MorningBird said...
Great fun then, but I wouldn't like to be on the S&S34 in the seas on the youtube video.
As a first term Mobi I was given the usual "sea indoctination" trip on Sydney which in 1966 was a week or two from Port Jackson to Jervis bay and back and I went for'ard to watch the greenies spouting up the hawse pipes and loved it.
Queenborough was travelling in company with us and behaving more like surface travelling submarine than a corvette (that is what she was isn't it?) and I thought at the time "That would be fun steering her right now."
I have never been at sea during a cyclone or typhoon but I vividly recall as second Tiff on Barbette having to brace my knee and hand against the deckhead to prevent myself from falling out of my top bunk and that was inside the reef!!
In 1979 I crewed on a trans Tasman from Fiji to Sydney during which we transited the gap between Lord Howe and Middleton Reef.
This was my self qualifying trip to find out if I really wanted to continue with this yachting life thing.
The Yacht was called "New Morning" and was a British built "Phillip 43" which had a very similar hull form to the S&S 34 (think names and numbers

) and was being professionaly delivered by a a guy by the name of Phil Wade and his wife Sue plus whatever crew the picked up along the way which for that leg happened to be me.
It was a great learning experience for myself. Phil Wade was a Master I and annually was sailing master for the Brazilians in the Admiral's Cup after which he would deliver their yacht back home via Antigua Race week.
So during our transit of the gap between Lord Howe and Middleton Reef we were in a 50 knot gale with some fairly big seas and beating with storm jib only, Mr Airies doing the steering and the watch on deck trying to keep a decent lookout.
The undersea mountains in this area cause very steep seas at times and butash just happened to have the midnight watch that night. With foul weather gear on and harness clipped we cop three greenies in a row that fill the cockpit (maybe a ton of water each time) and you can just feel the yacht dragging it self out of it each time.
I hear the fourth one coming and it is breaking and I know it is the tester. Up and over she goes 180 degrees. As it is happening I grab the stoutest line (jib sheet as it happened) and think " If it is topsy turtle more than 30 seconds, I am letting go and taking my chances in the briney."
It is the black of night but everything went white and roared. The wine glass yacht she is said "Yep." and came back up again with stick unbroken but everything atop it gone (VHF ariel, tri light). I regain my senses and see the soft pack liferaft from under the athwartships aft cockpit seat has gone over the stern and is doing it's automatic inflation thing due to it being still attached by the painter line. I try to drag it back aboard.
It being a southerly and us heading west, we were on a port tack.

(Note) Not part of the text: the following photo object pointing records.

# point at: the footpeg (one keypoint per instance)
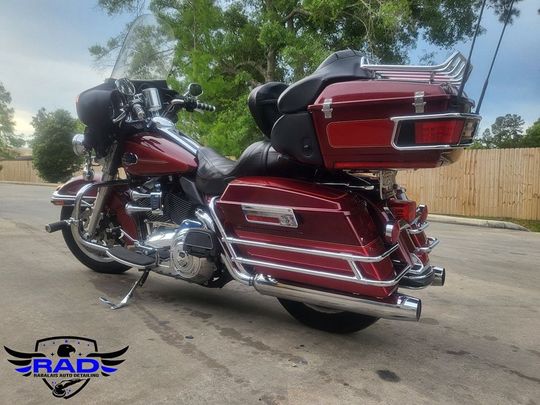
(129, 295)
(131, 258)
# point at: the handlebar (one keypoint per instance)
(139, 111)
(204, 107)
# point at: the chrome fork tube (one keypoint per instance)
(109, 173)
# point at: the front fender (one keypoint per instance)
(65, 194)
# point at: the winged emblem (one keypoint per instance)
(24, 360)
(66, 363)
(108, 360)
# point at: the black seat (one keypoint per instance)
(216, 171)
(341, 66)
(262, 104)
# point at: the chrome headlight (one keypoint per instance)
(78, 145)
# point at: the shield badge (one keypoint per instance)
(65, 350)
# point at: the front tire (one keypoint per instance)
(327, 319)
(95, 261)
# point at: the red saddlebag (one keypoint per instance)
(305, 233)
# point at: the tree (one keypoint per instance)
(233, 46)
(53, 155)
(532, 136)
(506, 132)
(8, 139)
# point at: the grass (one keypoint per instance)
(531, 225)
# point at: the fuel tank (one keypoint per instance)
(149, 154)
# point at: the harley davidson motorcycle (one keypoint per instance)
(311, 215)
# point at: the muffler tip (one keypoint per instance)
(412, 308)
(439, 276)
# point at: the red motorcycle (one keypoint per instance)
(312, 215)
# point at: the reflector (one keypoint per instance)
(401, 209)
(444, 132)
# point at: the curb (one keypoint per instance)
(488, 223)
(23, 183)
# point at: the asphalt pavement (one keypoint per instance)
(477, 342)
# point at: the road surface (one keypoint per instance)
(478, 340)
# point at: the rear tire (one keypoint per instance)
(327, 319)
(93, 260)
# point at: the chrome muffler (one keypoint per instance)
(397, 306)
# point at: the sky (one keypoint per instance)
(44, 58)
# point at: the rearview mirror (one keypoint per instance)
(194, 89)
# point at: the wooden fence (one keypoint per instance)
(483, 183)
(19, 170)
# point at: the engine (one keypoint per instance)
(168, 219)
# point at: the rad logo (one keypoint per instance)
(66, 363)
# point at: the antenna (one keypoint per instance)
(468, 64)
(506, 20)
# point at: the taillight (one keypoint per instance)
(436, 130)
(391, 232)
(423, 212)
(405, 210)
(446, 132)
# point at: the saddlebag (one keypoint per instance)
(307, 234)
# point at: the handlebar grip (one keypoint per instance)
(205, 107)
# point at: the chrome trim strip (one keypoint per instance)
(357, 278)
(397, 121)
(285, 215)
(237, 272)
(188, 144)
(397, 306)
(420, 229)
(67, 198)
(432, 242)
(313, 252)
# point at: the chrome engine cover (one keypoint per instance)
(180, 264)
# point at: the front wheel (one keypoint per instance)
(96, 261)
(327, 319)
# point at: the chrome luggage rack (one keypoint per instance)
(450, 71)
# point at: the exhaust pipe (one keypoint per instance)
(439, 276)
(397, 306)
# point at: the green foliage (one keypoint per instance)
(8, 139)
(505, 132)
(53, 156)
(532, 136)
(232, 46)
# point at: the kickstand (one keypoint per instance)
(123, 303)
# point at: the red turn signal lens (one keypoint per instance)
(391, 232)
(423, 211)
(403, 209)
(441, 132)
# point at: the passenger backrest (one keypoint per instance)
(262, 103)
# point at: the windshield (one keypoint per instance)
(147, 52)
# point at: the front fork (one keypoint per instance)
(110, 172)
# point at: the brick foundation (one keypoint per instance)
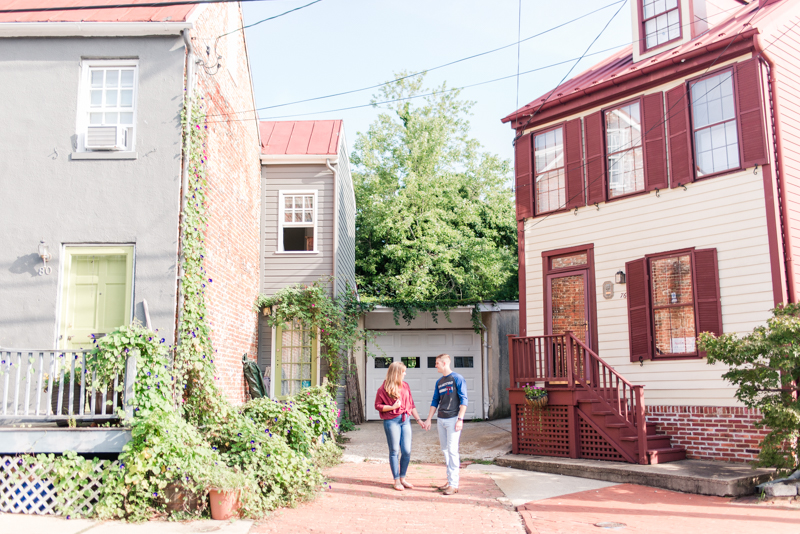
(234, 194)
(711, 432)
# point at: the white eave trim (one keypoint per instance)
(298, 159)
(91, 29)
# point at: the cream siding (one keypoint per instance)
(726, 212)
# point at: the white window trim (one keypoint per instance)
(281, 205)
(84, 95)
(64, 258)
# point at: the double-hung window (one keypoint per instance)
(672, 297)
(107, 107)
(662, 22)
(716, 138)
(549, 167)
(624, 150)
(297, 221)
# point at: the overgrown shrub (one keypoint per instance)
(765, 368)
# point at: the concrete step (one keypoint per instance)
(662, 456)
(656, 442)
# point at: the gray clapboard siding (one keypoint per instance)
(346, 249)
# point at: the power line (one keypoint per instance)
(120, 6)
(544, 101)
(373, 104)
(439, 66)
(661, 122)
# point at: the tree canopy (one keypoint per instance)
(435, 214)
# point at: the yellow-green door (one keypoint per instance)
(295, 359)
(96, 293)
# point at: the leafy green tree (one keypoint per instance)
(435, 217)
(765, 367)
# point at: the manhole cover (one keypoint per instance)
(613, 525)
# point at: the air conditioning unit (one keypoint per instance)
(106, 138)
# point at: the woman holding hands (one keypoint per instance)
(394, 403)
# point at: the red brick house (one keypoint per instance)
(656, 199)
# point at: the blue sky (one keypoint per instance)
(340, 45)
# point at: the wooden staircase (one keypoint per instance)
(593, 412)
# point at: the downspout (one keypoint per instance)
(187, 102)
(485, 368)
(336, 219)
(777, 143)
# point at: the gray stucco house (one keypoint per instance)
(308, 234)
(94, 169)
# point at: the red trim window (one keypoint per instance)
(624, 150)
(672, 291)
(548, 157)
(661, 21)
(716, 139)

Phil, resting, not sleeping, in the port settee berth, and being 6'2'' tall with an athletes build weighing about 100 kg, dropped about 10 feet across the cabin landing on his 50 kg wife nearly killing her, then called out to me "Are you alright up there?"
I replied "Yeah, but you better give me a hand to pull the life raft back onboard!!" The whips were definitely cracking.
So the master of the vessel presented on deck in his pyjama pants, made a very quick assessment and said "See if you can get the life raft back and I will attend to the vessel." or words to that effect.
The yacht is getting knocked by the swell causing slack in the painter line which allows me to pull it in close nearly to the point of grabbing it's side lifelines at which point the wind makes the yacht sail forward again so I ease the painter out with tension knowing that if I just let it go there will be a snapperama.
This happens four times but on the last I am easing the line onto the taff rail and snapperama happens. Luckily I did not wrap the line around any fingers as it would have taken them off. When it snapped it just lifted the skin off my fingers and palm and sounded like a gunshot.
We dropped sail to ease the motion; the Master made an estimate of our position using chart dead reckoning and Radio Direction Finder bearing from Lord Howe Island to determine if we were clear of Middleton Reef to leeward with sea room to lay ahull.
This being confirmed to the best of our capabilities, we lashed the helm and lay ahull for a day and a half with the duty watch required to poke his/her head out of the hatch hourly to see if we were about to be run over by a cargo ship.
In response to your comment John:-
Great fun then, but I wouldn't like to be on the S&S34 in the seas on the youtube video.
I don't think anybody would LIKE to be on any vessel in those kind of seas but if you were aboard a well managed S&S 34 (as I am sure your's is), I do believe you would be fairly safe. That's gotta be one of the major reasons why Morning Bird is yours.